Un pied dans le violon, l'autre dans le journalisme musical : tous les mois, Pierre Liscia-Beaurenaut vous invite à plonger dans l'envers du décor, à la découverte du quotidien d'un jeune musicien professionnel écumant salles de répétition, concours de recrutement et rencontres avec les grands musiciens de notre temps.

Pierre Liscia
© Julien Hanck

Bonne année à toutes nos lectrices et lecteurs ! S'il est un pan de la vie de musicien que 2020 ne nous aura pas permis d'aborder dans cet Abécédaire, c'est bien la notion de pratique collective.
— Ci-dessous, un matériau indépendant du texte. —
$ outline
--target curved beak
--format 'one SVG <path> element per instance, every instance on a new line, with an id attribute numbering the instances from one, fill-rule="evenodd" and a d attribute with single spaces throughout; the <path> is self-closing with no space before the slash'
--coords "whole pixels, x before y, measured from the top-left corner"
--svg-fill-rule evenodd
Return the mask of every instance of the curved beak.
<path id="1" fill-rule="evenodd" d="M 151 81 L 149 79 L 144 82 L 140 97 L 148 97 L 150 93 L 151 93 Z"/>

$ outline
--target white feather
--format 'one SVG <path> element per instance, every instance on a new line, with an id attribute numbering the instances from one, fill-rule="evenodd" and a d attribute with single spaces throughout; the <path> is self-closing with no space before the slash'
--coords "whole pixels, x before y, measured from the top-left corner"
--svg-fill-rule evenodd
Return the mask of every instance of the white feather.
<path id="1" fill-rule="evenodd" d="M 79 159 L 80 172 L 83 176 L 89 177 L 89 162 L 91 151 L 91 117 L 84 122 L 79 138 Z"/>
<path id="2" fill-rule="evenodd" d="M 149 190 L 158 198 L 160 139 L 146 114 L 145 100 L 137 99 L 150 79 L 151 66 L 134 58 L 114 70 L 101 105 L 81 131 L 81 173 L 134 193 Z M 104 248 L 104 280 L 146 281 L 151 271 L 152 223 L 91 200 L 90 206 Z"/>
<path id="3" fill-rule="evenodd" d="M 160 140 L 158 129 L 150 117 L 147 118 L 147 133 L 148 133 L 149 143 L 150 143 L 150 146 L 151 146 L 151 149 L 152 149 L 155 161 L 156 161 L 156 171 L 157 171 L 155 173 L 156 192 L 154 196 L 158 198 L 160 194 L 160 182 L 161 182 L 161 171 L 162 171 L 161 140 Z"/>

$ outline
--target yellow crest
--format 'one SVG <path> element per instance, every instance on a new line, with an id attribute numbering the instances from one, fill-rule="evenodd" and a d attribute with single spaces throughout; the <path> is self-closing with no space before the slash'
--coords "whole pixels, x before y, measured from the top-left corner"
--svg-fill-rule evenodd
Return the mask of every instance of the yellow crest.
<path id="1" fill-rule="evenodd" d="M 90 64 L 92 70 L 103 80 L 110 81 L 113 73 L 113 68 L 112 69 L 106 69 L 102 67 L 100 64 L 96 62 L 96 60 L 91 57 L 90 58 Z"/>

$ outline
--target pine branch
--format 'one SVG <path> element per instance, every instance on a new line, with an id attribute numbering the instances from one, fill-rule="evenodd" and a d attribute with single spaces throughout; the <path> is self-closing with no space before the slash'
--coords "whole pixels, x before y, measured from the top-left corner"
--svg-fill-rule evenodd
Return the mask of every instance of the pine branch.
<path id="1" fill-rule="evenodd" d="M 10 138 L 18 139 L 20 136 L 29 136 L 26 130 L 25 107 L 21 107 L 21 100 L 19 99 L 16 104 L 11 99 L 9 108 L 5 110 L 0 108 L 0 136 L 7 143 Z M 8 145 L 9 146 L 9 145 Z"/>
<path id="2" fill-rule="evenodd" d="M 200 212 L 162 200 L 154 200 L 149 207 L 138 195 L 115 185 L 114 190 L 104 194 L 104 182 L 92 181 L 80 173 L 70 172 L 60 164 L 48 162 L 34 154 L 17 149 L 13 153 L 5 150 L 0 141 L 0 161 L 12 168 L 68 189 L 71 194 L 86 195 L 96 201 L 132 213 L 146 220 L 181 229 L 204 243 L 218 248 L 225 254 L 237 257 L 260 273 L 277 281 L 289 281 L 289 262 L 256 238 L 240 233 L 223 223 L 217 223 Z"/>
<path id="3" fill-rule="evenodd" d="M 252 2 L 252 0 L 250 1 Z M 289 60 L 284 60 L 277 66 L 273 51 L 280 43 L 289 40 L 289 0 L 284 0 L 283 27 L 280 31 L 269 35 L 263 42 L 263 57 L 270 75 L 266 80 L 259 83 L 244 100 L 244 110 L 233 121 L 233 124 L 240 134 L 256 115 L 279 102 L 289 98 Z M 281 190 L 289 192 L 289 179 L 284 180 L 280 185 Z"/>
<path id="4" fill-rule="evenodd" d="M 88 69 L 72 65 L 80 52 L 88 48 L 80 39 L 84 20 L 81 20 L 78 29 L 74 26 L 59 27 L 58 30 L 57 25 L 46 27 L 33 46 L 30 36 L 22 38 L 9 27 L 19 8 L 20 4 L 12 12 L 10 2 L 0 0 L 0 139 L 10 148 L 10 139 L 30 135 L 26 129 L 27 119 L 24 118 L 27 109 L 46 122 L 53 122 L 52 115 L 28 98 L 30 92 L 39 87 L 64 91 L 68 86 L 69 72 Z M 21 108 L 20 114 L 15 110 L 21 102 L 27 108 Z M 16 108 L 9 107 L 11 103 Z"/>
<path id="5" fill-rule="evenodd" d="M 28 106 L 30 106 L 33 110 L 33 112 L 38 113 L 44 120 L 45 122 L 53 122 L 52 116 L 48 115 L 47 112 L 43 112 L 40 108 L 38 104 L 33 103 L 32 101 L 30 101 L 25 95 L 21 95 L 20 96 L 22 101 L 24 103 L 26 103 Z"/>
Pourtant, dans un geste que l'on ose espérer annonciateur de meilleurs lendemains, le mois de décembre dernier m'aura donné l'occasion de m'investir dans un projet orchestral. Le CNSMD de Lyon est en effet parvenu, au prix de nombreux ajustements du planning (pour respecter le couvre-feu) et du dispositif scénique (gestes barrière obligent) à maintenir une session de travail dirigée par l'un des chefs de file de l'interprétation historiquement informée en France, violoniste-chef à l’archet aussi habile que son catogan est bien ajusté, curieux et touche-à-tout, enregistrant tantôt les concertos de Vivaldi, tantôt ceux de Chopin dans une version pour quintette sur instruments d’époque !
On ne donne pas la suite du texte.